星を見る夢
文月 翠
第1話
僕は何かを思い出したかのように目を覚ました、ピントが合わない目を擦り起き上がるとそこは知らない場所だった。
取り敢えず周りを見渡し確認する、大きいベット、作りの凝った椅子とテーブル、高そうなカーペット、外を一望できる窓、まるで別世界かのような場所だった。
僕はベットからおりて窓を開けた、入ってくる風が暖かいので心地よく感じる、見渡すとそこには辺り一面草原が広がっている、花が咲木には葉が生い茂る、私が外の光景に浸っているところに。
「やっと目が覚めた」と声が聞こえてきた、私は不意な問いかけに驚き、瞬時に声の聞こえる方へ振り向いた、そこには、私と同じくらいの女の子が居た。
「なんでそんなに驚いてるの?」
彼女は首を傾けてそう言う、初対面で知らない場所で知らない人が突然後ろから声をかけられたら驚くでしょうが……初対面だよね?

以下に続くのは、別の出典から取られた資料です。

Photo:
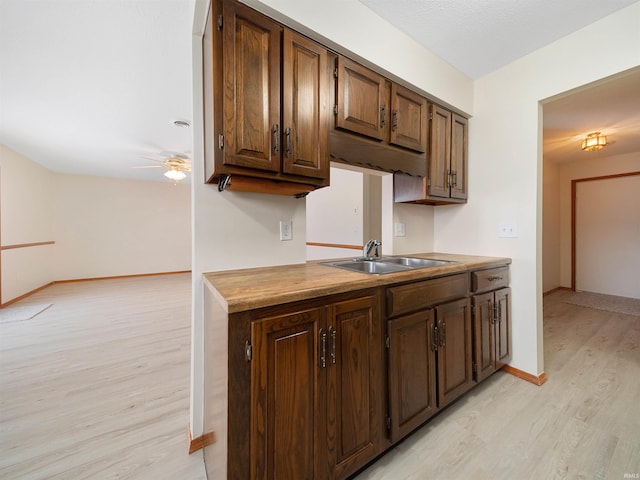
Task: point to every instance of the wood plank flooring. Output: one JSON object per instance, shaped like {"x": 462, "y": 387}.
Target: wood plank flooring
{"x": 584, "y": 422}
{"x": 97, "y": 386}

「まぁいいわ、まずは自己紹介からかしら、私の名前は結星、貴方をここに運んだこの館の主人、これからよろしく。」
そう言って彼女は手を差し伸べる、やはり初対面だったようだ。
「紬星です、よろしく、僕家に帰りたいんですが、これからってどうゆうことですか?」
そう言い彼女の手を掴み握手する。
「どうゆうことって貴方帰れるの?ここどこだか分かってる?とゆうか名前以外分からないんじゃないの?」
「う……分からないです……」
そう、分からない名前以外何も、ここは何処なのか、どうやって来たのか、来る前何をしていたのか、何処で暮らしていたのか、家族の名前、顔自分の苗字でさえ思い出せない、ここまで覚えていないと逆に名前だけ覚えているのが不思議なくらいに、ここまで分からないとパニックになってもおかしくないと思うのだが、なぜか冷静にこの事を受け止めていた、まるでそうなる事を知っているかのように。
「なら、思い出せるまで私が一緒に居てあげる。」
そんな事をノリノリで話す彼女に対して私は。
「それはなんと言いますか、少し申し訳ないといいますか。」
流石にそこまでさせるのも良くないと思っている自分がいた。
「……そんな畏まらなくていいのに、別に私がやりたくてやってるだけだから貴方が気にしなくていいの、私はすっごいお節介なのよ、絶対最後まで思い出させて家に帰して見せるわ、そうしないと私の気がすまないの、そうとなればまずはこの館を紹介するから、着いてきて〜」
彼女は笑いながらそう言いい扉を勢いよく開け外へ出ていく、そんな彼女の笑顔が懐かしいと思ってしまったのは気のせいなのだろうか。